The calories necessary to maintain life is called the Basal Metabolic Rate or BMR.  The BMR is calculated for women as [(Weight in pounds * 4.35) + 655] + (Height in inches * 4.7) – (Age in years * 4.7) = BMR.  The BMR is calculated for men as [(Weight in pounds * 6.23) + 66] + (Height in inches * 12.7) – (Age in years * 6.8) = BMR.  For this example of a 200 pound woman who is 5’7” in height and 40 years old her BMR would be calculated as [(200 * 4.35) + 655] + (67 * 4.7) – (40 * 4.7) = 1,652 calories.  This means that she could eat 1,652 calories daily while burning 2,920 calories daily or she could reduce her calories to 1,200 calories daily while burning 2,468 calories daily.  While the amount of calories available for daily consumption appears to be realistic, the daily amount of exercise does not appear to be realistic.  Unless you are willing to have your entire life be centered on exercise and weight loss with little to no distractions such as work or a social life then over 5 hours of daily exercise is not feasible for most people.

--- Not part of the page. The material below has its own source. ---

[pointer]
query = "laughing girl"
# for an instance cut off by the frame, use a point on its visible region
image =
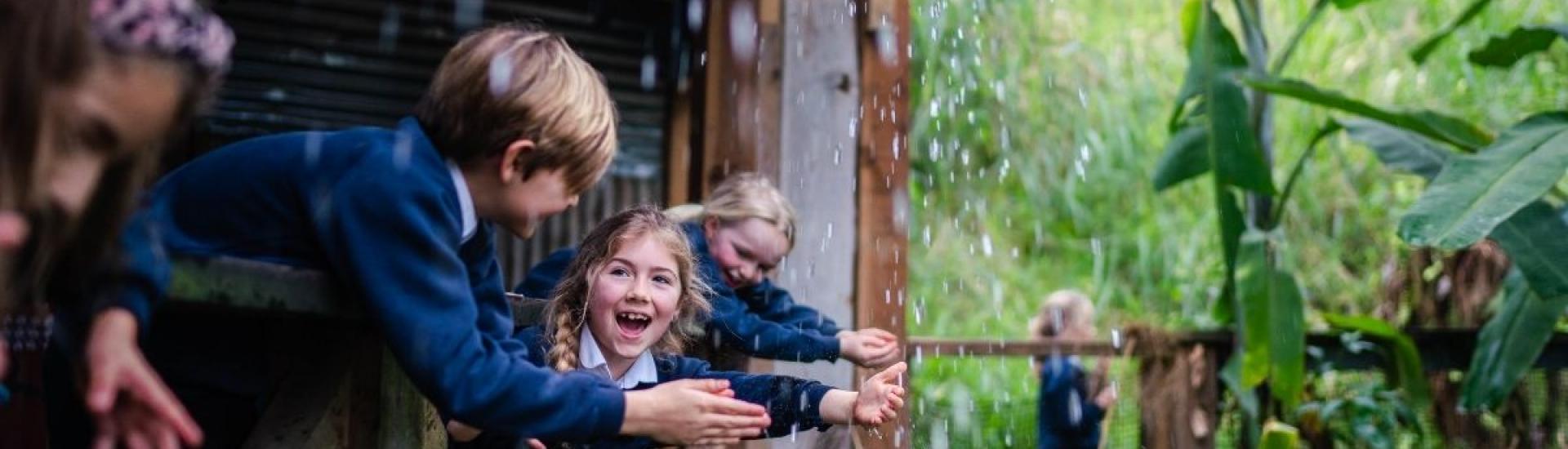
(627, 305)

Another concern which comes with exercising for excessive amounts of time while consuming a restricted calorie diet is the risk of low blood sugar.  Low blood sugar is a serious health issue that can be especially dangerous when encountered during exercise.  The symptoms of low blood sugar include: nausea, dizziness, extreme hunger, extremity numbness, irritability, rapid heartbeat, headache, confusion, seizures, coma and many others.  If left untreated, low blood sugar can result in brain damage or even death.  It is because of the risk of low blood sugar that athletes when training eat what appears to be an enormous amount of calories and food.  However, because of the excessive amounts of exercise and training they are doing they do not gain weight nor do they lose weight.  For example, Olympic gold medalist Michael Phelps consumes 12,000 calories daily while training for 6 hours daily to just maintain his weight.  Appropriate amounts of carbohydrates, proteins, and fats are necessary for fuel while exercising but also limit and prevent muscle degeneration during periods of heavy exercise.